さきほどは、大慌てでチェックインしたので、フロントにいたのが、この男だったのかどうか、よく覚えていない。調査役が近づくと、険しい目で初老の男は言った。
「何か、ご用?」
「ええ。あの、すみませんが。私の部屋に、誰かが寝てるみたいなんです」
「部屋に?あんた、部屋に行ったの?その格好で?」
「ええ」
「困るじゃないの。そこのロッカーで、ガウンに着替えてからだよ、上に行くのは」
初老のフロント係は語気荒く言った。同時にあごで指した方には、薄暗いコーナーに、煤けた灰色のロッカーが並んでいた。
「きたないなりの人も多いからさあ、清潔なものに着替えてから上がってもらわないとね。カプセル、初めてじゃないでしょ、あんた?」
「ええ」
「じゃ、知ってるでしょ。常識のルールだよ」
「しかし、慌ててたもんで、つい」調査役は不快になった。
「何、あわててたのか知らないけど。…酔ってるの?」
「いいえ」
「…そうだよね。慌ててたよね、あんた」フロントは、うさんくさいものを見るような顔をした。「追いかけられてるみたいだったよ。騒々しかったよ。なんか、やばいことしたの?」
「別に。追いかけられてたのは事実です、外人にからまれて」
「イランの人たちかい。あんた、からかったんだろ。人種差別したのか」そう言って、嫌な笑い顔をした。「あわててここを通って、上へ行っちまったな」
調査役はますます不快になった。
「とにかく、僕のベッドに誰か寝てるんですよ」
「俺が、ダブルブッキングしたってのか」きっとなって初老の男は言った。
「信じないんですか。じゃあ、来て下さい。その目で確かめれば、すぐにわかりますよ」
それには答えず、フロントは言った「あんた、ほかに言うことがあるだろう」
「え?なんですか」
「ルール違反したんだよ、あんた」
「…あやまれっていうこと?」
「わかってるのに言わないってのは、悪意ってことだよ」フロントは下を向いて机を見ながら言った。
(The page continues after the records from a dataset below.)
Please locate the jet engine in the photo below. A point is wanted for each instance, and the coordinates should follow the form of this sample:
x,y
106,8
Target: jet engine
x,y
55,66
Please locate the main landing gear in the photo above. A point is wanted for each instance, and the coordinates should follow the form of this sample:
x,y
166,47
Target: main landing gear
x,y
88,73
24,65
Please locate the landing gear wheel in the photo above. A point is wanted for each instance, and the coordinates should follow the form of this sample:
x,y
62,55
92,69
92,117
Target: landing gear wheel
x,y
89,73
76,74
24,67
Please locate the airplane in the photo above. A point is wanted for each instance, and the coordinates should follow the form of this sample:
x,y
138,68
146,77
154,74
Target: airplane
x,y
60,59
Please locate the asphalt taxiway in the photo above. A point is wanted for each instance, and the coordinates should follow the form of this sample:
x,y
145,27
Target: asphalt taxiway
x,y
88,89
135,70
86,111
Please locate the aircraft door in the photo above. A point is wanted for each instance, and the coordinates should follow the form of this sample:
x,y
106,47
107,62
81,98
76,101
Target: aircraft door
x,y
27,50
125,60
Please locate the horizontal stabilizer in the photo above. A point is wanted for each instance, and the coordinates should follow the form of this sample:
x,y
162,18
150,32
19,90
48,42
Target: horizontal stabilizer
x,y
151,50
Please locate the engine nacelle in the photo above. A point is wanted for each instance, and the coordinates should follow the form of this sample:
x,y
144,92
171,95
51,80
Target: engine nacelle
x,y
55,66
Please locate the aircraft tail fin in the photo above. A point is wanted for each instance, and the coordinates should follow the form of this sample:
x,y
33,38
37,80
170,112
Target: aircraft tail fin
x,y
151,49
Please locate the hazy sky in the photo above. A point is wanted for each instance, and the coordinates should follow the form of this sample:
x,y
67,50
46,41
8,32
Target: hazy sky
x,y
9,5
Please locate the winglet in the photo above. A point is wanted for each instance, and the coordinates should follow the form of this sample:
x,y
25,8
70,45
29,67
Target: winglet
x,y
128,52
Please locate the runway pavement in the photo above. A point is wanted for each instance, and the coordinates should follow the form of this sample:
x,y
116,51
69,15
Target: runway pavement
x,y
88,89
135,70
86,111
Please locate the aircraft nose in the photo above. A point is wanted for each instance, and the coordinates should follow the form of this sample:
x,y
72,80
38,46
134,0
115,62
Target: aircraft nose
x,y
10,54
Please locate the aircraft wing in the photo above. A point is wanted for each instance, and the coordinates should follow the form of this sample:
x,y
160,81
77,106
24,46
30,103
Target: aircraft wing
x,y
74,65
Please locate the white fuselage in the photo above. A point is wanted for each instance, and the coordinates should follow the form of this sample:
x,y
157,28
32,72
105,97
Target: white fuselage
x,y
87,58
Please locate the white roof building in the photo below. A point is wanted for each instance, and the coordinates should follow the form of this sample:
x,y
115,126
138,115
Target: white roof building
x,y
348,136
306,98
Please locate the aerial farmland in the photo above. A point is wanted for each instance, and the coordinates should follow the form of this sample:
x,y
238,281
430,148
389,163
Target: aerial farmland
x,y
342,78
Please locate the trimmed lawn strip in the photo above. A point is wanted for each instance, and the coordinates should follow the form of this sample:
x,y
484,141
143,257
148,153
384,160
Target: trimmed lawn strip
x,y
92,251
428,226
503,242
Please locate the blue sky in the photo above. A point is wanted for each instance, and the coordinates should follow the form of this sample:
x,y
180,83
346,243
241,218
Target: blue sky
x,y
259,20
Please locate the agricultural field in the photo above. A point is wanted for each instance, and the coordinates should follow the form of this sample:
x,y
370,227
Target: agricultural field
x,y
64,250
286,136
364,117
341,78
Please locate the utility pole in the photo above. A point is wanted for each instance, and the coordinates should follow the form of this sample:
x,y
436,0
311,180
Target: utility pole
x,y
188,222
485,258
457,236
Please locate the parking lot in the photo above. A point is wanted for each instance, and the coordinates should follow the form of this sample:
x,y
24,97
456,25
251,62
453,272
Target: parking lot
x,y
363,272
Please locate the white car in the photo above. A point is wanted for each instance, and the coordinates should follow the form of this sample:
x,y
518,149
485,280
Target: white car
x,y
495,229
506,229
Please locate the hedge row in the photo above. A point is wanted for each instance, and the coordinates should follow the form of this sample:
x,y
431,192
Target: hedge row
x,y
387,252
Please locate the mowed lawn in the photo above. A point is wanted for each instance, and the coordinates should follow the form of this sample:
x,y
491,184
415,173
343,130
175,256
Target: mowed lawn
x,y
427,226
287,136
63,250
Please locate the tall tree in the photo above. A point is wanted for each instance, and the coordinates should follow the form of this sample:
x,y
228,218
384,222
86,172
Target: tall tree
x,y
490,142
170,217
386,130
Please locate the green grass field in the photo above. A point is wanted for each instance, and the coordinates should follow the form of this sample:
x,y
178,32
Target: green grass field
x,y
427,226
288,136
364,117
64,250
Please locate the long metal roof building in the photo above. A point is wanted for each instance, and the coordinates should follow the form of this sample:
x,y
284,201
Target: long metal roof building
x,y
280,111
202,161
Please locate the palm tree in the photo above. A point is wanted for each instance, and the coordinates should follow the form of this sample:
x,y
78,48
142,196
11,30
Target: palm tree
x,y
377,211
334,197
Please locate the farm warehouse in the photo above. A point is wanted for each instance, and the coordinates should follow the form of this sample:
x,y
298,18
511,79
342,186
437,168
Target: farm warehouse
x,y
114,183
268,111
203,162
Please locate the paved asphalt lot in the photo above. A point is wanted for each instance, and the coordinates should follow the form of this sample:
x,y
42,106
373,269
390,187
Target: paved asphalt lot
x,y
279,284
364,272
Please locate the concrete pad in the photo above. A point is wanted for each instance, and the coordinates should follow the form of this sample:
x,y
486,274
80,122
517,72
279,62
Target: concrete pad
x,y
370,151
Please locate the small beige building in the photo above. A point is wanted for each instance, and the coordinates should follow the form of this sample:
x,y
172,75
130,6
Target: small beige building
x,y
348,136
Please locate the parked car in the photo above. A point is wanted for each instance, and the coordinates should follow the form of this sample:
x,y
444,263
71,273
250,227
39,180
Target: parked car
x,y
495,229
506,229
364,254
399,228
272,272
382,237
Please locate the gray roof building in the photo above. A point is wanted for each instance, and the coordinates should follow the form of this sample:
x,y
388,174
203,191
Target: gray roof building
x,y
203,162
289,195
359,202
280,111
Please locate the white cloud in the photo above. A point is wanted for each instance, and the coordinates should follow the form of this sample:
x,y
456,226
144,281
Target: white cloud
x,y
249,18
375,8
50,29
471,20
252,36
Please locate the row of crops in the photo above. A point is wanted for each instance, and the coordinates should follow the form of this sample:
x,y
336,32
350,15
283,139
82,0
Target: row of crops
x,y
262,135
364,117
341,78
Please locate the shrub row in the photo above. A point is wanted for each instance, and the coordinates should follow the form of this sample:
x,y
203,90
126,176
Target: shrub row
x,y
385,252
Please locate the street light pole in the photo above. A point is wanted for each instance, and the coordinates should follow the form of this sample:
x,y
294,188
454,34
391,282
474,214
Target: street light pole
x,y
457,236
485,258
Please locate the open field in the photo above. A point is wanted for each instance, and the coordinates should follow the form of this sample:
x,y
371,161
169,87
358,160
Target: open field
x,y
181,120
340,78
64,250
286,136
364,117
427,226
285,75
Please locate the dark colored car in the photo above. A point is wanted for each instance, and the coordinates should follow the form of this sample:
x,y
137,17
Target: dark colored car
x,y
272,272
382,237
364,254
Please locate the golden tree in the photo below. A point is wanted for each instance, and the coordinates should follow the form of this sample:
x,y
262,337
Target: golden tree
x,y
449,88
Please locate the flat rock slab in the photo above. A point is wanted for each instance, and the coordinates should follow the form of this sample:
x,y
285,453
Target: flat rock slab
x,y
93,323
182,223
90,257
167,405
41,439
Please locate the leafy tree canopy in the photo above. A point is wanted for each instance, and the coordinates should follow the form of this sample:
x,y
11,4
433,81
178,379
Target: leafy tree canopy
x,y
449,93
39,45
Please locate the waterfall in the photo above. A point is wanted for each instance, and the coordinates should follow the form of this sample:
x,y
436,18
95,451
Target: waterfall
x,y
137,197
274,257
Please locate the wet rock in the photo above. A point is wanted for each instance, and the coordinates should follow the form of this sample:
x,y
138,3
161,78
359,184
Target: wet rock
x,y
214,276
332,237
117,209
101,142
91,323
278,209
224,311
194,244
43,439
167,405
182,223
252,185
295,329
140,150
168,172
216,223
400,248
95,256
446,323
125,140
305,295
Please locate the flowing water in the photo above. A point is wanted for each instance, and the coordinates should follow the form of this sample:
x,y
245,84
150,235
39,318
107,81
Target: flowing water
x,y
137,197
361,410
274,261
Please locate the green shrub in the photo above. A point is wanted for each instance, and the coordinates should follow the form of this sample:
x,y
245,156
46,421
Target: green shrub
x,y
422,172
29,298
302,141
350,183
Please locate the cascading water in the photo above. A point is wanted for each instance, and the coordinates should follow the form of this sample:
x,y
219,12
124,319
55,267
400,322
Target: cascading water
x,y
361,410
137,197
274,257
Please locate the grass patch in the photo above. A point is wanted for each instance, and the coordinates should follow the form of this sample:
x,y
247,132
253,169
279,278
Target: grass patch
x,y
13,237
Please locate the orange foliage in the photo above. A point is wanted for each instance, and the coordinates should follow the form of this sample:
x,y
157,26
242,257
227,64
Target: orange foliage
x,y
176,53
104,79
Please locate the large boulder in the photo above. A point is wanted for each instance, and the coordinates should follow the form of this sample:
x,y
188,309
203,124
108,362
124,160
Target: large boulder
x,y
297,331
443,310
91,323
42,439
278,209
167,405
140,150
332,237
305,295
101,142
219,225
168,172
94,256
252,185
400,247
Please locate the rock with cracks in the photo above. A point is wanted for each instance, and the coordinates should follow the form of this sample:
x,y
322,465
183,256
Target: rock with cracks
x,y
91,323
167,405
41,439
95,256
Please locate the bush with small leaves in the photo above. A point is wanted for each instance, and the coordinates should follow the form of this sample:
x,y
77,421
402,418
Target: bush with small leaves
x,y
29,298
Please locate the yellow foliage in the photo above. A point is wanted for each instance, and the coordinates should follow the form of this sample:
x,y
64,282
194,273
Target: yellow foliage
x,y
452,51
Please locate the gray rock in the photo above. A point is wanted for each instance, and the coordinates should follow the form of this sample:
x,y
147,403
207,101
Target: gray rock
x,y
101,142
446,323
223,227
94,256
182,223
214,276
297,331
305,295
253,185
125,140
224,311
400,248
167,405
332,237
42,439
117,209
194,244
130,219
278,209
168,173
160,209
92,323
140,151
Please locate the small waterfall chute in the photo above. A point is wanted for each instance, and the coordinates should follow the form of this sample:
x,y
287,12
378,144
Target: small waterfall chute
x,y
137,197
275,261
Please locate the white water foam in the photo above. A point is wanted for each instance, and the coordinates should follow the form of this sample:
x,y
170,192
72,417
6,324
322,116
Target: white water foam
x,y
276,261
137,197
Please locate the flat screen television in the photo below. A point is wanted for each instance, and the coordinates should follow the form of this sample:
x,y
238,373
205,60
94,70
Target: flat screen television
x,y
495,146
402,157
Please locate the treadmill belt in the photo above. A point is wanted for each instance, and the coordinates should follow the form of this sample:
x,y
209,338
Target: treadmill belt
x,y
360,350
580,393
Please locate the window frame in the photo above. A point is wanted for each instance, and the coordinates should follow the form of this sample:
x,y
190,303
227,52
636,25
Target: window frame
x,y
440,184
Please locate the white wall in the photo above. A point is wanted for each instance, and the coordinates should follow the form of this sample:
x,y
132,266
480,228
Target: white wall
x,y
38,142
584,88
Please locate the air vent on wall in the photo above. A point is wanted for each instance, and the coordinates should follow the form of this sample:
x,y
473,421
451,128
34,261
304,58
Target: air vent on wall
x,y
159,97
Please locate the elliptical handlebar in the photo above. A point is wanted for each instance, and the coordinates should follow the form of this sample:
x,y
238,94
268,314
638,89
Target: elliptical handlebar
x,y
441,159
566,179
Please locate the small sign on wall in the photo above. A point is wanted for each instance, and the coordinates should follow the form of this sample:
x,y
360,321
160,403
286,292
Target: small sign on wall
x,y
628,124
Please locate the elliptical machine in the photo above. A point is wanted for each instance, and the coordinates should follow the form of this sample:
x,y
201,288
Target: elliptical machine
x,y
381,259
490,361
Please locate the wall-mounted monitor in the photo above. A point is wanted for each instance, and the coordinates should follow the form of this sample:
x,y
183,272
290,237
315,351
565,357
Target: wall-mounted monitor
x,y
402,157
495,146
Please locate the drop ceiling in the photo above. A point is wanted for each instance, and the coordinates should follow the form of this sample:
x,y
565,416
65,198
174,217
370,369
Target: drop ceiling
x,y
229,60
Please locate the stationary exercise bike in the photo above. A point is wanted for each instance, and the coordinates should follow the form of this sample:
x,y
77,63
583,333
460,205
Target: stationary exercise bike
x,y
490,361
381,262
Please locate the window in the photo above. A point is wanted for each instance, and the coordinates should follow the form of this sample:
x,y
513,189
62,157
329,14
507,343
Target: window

調査役は本当に不快だったが、また何か事件になる先触れかと思い、あやまった。
フロントは下を見たまま言った。「番号」
部屋の番号を言えというらしい。調査役が番号を告げると、フロントは、机の上の何かの機械をいじった。空室状況を確認する端末があるらしかった。
「ふん。空いてるよ。432番。ここにテレビがあるんだ。ちゃーんと見えるんだ。…キーは持ってるの?」
調査役はキーを見せた。初老フロントはそれを確認した。
「ふん。空いてるよ、そのベッド。ロッカーでちゃんと着替えて、上がってよ」
「しかし」
「寝ぼけてんだよ、あんた。あんたのベッドカプセルは、ちゃんと綺麗にメイクアップしてあらあ」
これ以上話しても無駄だと思った。調査役は無言でそこを立去り、外にでようとした。
初老のフロントが不機嫌そうな声を投げた。
「帰るのかよ?外出?」
「帰る」
「キーを返さなきゃだめじゃないか」
ああ、そうか、と調査役は言って、キーをフロントに差し出そうとした。
そこへ、客が一人、外から入ってきた。
中学生くらいの少年だった。汚い服。もう少しで、浮浪者と間違われそうな姿。
汚れたシャツ、破れたズボン、伸び放題の蓬髪。頬には火傷らしき爛れた傷があった。その少年は言った。
「ごめんください」
初老のフロントは、ばばっちいのが来たな、という顔つきで少年を見た。
「何かご用?」
「人を探してるんですが。こちらに、来てると思うんです」
「その、探してる人に会いたいの?」
「ええ」
「それで?」
「白いドレスの女性が、ここに紛れ込みませんでしたか」
「ここはカプセルだよ。女性は来ないよ」
「でも、ここにいるはずなんです」
「いないよ」
「ひょっとしたら、男の格好をしてるかもしれない。服も、もうぼろぼろでしょうから、ドレスは捨ててしまったかもしれません。それに、美人だから、男に変なまねをされないように、男の格好をしてるかもしれません」
「オカマなら時々来るけどね、男の格好した女なんて知らんよ」
初老のフロントは、話を切り上げたがっていた。この少年を、どう追い払ったものか考えている様子だった。調査役の方を見て、苦笑しながら言った。